At the University of Guelph, geography professor Eric Nost is working with the Environmental Data Governance Initiative (EDGI) to preserve data from the EPA — particularly related to climate change and environmental justice.
“This data has a lot of importance in terms of being able to track environmental changes, to identify, for instance, what places are most burdened by pollution in the U.S., where the pollution is, where climate hazards exist,” Nost said. “That’s obviously very important to Americans, but it also has real relevance to Canadians as well.”
For example, some Canadian cities are downwind from American factories, he said.
“Having access to what’s coming out of the smokestacks is also really important for us.”
Nost said he knows of at least three other people in Canada also working to archive environmental data. He said his group has prioritized 60 data sets or tools, archived most of them and reconstructed tools like the EPA’s EJScreen.
Nost said his group is also finding that some websites are currently blocked to anyone accessing them from outside the U.S. such as the Federal Emergency Management Agency’s national risk index map.
Matt Price, an associate professor at the University of Toronto who is also working with EDGI, says preserving the data is important because the U.S. is the biggest scientific powerhouse in the world.

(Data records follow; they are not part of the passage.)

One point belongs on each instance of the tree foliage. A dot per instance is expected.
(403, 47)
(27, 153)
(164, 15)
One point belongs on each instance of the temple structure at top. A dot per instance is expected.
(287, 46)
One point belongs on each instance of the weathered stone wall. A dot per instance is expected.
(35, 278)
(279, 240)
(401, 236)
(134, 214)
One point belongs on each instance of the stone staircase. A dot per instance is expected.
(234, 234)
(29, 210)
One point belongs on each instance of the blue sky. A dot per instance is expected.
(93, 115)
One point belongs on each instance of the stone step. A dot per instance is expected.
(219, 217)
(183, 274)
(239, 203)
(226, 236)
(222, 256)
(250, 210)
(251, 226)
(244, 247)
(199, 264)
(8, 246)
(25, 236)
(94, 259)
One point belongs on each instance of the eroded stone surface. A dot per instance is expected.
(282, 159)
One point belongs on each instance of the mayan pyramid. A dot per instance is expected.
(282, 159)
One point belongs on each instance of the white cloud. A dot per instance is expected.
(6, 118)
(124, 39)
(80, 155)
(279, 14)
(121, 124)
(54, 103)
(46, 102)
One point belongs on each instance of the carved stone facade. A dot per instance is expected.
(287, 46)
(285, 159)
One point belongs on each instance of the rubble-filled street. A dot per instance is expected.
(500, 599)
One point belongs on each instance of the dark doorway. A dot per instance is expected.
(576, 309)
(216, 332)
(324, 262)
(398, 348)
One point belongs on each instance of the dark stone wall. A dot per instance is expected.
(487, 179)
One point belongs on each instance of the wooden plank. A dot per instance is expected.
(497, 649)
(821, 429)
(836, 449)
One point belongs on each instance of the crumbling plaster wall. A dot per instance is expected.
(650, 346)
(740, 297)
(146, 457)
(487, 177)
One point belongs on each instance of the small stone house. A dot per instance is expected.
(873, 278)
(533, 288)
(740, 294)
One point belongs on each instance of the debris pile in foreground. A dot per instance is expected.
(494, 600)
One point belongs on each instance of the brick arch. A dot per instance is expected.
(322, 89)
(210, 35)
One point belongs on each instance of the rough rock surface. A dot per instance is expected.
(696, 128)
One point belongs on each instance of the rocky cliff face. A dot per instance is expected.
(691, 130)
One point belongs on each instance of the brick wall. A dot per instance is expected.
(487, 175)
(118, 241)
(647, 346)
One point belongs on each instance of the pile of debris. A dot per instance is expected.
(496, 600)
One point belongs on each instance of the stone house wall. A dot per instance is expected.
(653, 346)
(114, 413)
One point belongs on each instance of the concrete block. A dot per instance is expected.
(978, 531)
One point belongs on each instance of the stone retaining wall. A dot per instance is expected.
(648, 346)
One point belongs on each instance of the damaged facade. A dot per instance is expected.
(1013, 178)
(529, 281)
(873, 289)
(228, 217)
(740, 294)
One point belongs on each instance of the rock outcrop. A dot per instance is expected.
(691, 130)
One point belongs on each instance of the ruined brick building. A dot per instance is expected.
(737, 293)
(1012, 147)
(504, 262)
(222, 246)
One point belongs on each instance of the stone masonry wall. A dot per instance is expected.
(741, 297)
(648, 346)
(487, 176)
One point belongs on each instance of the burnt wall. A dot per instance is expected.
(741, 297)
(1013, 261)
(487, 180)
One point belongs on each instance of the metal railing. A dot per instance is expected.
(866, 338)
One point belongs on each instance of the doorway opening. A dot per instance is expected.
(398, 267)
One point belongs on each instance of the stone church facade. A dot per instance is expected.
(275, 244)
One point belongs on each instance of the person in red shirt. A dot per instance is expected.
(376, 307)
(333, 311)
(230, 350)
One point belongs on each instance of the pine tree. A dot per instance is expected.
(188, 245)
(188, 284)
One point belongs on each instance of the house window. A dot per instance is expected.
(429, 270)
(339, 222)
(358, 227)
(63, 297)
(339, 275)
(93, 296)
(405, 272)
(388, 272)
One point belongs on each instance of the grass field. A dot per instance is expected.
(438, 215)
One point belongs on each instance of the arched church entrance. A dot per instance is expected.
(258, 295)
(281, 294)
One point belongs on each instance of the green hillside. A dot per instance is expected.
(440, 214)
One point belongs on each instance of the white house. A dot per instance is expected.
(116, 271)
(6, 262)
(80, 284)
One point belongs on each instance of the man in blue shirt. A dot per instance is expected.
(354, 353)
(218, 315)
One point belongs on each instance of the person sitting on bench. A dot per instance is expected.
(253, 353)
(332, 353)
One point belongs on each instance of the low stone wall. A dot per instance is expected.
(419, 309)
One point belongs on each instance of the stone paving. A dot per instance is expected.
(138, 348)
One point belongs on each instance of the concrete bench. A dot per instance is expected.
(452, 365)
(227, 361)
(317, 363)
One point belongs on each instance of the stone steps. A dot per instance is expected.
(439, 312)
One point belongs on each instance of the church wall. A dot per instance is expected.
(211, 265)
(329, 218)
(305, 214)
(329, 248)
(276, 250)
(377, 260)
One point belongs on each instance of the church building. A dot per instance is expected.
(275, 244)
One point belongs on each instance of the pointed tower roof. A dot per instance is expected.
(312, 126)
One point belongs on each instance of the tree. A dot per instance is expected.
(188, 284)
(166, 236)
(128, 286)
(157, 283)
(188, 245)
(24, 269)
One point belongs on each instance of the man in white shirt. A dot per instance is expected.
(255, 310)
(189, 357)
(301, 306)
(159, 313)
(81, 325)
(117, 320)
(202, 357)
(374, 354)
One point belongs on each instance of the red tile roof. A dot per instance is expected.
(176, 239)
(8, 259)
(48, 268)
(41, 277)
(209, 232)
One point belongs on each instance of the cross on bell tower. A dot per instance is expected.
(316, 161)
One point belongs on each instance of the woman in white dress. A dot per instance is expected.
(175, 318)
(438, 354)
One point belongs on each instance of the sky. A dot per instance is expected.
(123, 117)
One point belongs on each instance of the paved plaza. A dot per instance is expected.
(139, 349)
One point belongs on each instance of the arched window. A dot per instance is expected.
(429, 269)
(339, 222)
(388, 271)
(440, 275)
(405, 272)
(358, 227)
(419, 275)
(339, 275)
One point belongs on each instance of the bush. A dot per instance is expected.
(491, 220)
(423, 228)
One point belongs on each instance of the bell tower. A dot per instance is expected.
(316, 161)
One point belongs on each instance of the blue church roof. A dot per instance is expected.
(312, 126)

“We should care about American data because the American federal government has been the default custodian of large quantities of data that the whole world needs,” Price said.
Jessica Mahr is a Toronto-based employee for the Environmental Policy Innovation Center helping co-ordinate different groups trying to archive U.S. government environmental data. She says the data and tools being removed affects research that informs policy to improve quality of life.
“Without those tools you’re not able to have an informed understanding of who is suffering and then where to provide them with funding or programs that would improve their lives,” Mahr said.